I've told you before not to waste my time with that namby-pampy Catholic school shit! Say in plain words what you 'and then' do."
"'And then' I mas... m..." I took a deep breath and nearly shouted my non-euphemistic acknowledgment. "'And then' I
masturbate
"
"For how long?"
"Um... it depends."
"On what?"
"On how quickly and how many times I come."
"Well, regardless of that, why don't you just go back to your schoolwork afterward?"

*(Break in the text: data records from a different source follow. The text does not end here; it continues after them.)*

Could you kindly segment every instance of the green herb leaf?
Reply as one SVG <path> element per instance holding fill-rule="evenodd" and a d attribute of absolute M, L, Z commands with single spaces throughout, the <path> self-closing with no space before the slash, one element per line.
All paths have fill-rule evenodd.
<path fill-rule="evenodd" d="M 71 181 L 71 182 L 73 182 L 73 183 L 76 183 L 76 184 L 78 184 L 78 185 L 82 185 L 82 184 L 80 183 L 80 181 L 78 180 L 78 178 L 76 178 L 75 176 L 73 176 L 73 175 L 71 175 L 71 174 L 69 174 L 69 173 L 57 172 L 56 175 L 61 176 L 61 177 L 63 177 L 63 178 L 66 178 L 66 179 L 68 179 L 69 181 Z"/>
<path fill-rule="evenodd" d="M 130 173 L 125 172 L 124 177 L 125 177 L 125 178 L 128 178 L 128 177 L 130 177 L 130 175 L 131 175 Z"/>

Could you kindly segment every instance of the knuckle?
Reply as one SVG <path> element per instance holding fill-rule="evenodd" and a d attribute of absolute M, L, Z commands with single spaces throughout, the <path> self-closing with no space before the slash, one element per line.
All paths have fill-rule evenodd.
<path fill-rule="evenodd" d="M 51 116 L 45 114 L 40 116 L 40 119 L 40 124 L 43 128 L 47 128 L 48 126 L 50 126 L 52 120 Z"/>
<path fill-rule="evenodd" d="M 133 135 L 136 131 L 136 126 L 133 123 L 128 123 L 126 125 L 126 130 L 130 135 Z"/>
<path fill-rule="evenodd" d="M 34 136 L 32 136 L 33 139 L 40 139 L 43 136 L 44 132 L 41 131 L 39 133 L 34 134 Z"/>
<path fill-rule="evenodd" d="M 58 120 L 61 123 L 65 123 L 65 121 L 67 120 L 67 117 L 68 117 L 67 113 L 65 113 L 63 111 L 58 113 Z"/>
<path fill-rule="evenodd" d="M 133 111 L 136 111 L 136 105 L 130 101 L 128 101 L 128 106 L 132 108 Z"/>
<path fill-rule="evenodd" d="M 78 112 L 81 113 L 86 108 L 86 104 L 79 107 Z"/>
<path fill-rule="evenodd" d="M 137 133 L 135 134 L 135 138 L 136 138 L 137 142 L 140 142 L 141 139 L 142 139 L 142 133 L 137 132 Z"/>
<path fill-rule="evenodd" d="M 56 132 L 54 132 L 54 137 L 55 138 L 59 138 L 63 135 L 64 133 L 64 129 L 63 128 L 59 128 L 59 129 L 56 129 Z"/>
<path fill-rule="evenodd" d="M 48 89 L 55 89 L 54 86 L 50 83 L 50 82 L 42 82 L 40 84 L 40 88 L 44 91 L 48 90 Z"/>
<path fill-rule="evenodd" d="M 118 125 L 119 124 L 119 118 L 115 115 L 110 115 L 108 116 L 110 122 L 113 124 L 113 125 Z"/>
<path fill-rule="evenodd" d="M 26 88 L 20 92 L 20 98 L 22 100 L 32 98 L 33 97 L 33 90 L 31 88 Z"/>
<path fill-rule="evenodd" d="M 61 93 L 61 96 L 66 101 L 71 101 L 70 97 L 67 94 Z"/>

"But even if it doesn't take long, it's still almost impossible to study when you're stopping every hour or so to m... m-m-masturbate." I felt the blush on my face growing ever redder. Mistress already knew all of this, but she had learned it from me over time, as part of comfortable pillow talk. Having to confess it all together, in plain words, and in the full light of a Sunday morning, grieved my innate modesty. I tried to use Mistresses wholly merited pride in her sexual virtuosity to agree to my request. "That's why I need to go home now, Mistress. The joy and ecstacy you so mercifully bestowed upon me over the past 48 hours should calm me enough to get all I need done tonight to catch up in school."